[SOLVED] RFC 2822 with stupid circular references :(

Any questions involving matching text strings to patterns - the pattern is called a "regular expression."

Moderator: General Moderators

Post Reply
User avatar
Chris Corbyn
Breakbeat Nuttzer
Posts: 13098
Joined: Wed Mar 24, 2004 7:57 am
Location: Melbourne, Australia

[SOLVED] RFC 2822 with stupid circular references :(

Post by Chris Corbyn »

I was moving along so well with this as well.

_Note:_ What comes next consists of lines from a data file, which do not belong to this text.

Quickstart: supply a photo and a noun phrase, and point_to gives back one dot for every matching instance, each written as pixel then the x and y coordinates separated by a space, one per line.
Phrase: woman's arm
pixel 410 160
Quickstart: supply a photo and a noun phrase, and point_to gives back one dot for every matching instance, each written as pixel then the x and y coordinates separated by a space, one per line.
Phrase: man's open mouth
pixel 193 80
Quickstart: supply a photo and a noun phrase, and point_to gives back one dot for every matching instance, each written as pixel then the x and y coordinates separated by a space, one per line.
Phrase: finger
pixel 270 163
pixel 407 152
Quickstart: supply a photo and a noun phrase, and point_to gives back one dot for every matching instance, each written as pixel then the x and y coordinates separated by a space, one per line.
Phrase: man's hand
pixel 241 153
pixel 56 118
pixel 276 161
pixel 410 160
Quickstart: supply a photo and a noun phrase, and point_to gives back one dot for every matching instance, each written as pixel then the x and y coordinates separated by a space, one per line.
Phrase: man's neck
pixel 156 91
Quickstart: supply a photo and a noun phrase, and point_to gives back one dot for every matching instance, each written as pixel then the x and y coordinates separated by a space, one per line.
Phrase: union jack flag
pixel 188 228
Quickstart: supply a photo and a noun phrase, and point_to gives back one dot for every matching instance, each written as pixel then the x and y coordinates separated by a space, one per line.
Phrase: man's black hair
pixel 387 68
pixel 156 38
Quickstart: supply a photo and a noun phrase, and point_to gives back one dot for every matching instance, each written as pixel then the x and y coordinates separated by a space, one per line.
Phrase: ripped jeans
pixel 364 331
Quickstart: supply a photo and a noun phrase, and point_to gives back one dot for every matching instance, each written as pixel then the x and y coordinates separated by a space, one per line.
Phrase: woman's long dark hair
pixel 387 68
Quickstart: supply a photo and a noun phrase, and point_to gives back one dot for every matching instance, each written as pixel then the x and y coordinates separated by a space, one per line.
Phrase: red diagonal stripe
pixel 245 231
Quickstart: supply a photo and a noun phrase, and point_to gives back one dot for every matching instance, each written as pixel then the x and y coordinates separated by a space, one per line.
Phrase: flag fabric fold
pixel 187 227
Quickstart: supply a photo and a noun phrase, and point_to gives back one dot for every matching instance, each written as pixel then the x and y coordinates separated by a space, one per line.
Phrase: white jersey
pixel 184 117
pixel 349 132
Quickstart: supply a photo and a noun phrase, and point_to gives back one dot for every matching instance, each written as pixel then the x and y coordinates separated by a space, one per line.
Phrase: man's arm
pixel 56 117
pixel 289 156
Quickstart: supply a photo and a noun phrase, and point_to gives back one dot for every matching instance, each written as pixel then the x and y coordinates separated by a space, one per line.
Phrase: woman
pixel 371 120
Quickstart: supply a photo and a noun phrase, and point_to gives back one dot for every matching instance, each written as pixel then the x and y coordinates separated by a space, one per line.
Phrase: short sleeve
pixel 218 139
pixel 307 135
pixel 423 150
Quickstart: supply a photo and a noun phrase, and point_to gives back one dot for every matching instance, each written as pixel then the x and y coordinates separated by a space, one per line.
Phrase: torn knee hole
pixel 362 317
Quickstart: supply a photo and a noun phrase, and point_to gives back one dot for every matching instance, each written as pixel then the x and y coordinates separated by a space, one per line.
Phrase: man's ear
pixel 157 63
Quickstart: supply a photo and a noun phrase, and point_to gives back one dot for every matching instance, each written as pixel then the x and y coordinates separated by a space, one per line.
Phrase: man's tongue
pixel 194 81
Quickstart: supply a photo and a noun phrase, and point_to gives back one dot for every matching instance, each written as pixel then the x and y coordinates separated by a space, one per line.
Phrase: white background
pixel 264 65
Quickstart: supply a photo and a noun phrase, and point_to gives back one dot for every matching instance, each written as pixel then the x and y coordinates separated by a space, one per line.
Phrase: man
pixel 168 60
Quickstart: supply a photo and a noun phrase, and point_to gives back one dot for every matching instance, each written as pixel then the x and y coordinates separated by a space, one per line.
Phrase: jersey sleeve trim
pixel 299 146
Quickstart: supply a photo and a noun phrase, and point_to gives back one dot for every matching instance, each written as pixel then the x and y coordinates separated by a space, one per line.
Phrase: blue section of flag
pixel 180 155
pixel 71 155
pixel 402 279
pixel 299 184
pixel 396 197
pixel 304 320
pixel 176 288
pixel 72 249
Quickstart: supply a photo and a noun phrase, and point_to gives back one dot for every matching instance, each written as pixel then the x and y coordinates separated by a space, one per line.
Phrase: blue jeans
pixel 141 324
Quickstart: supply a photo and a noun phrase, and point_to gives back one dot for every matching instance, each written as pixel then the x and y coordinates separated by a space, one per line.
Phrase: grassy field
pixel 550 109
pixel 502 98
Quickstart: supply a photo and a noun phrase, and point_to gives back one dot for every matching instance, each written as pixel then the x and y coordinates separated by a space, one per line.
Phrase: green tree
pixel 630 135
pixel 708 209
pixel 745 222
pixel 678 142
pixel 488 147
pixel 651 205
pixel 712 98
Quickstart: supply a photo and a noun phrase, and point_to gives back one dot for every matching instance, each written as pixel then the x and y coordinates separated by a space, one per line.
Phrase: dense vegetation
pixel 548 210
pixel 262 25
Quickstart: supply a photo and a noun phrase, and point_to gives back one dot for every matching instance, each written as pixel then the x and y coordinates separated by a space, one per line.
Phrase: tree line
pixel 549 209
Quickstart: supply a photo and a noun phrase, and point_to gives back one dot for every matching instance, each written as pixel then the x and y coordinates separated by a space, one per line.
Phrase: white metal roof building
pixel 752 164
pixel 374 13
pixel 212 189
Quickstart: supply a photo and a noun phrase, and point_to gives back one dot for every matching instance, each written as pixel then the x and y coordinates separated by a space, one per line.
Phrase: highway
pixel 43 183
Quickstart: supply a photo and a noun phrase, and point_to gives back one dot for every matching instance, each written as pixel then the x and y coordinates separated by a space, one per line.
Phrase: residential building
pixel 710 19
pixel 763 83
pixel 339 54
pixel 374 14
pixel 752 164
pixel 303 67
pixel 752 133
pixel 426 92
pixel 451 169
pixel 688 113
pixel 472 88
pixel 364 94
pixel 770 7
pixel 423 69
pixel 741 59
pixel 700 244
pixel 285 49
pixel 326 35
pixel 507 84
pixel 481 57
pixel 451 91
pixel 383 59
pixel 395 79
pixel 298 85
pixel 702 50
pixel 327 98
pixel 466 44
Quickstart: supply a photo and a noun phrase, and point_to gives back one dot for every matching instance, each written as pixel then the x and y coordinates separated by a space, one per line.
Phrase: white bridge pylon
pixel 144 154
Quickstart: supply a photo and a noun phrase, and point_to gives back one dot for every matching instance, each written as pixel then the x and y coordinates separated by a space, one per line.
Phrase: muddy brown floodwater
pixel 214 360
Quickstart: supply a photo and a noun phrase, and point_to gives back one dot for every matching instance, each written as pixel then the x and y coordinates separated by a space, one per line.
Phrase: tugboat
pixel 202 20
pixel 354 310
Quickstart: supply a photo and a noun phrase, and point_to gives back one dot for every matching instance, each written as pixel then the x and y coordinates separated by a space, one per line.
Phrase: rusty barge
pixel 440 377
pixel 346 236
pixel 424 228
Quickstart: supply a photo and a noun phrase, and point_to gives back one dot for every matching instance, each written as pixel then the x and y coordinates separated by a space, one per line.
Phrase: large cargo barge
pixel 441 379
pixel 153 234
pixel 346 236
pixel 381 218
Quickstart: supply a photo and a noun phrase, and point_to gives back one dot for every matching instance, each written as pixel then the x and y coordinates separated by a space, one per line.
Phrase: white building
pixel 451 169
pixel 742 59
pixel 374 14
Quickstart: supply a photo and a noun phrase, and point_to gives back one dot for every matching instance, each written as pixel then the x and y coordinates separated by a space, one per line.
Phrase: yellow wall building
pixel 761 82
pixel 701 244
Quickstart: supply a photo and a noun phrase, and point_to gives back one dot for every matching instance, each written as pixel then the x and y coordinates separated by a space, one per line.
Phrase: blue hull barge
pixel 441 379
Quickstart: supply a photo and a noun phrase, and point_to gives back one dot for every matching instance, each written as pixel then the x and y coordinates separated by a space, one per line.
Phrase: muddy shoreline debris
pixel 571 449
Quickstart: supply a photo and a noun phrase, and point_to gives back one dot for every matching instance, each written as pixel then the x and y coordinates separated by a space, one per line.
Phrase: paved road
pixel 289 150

I'm going for 100% compliancy with a whole bunch of RFC's (RFC 2822 providing the bulk of it).

In my quest for validating and parsing some parts of email headers I'm turning the ABNF syntax (i.e. this stuff

Code: Select all

comment         =       "(" *([FWS] ccontent) [FWS] ")"
)

into PCRE groups which I can "glue together" to make the tokens described in the RFC.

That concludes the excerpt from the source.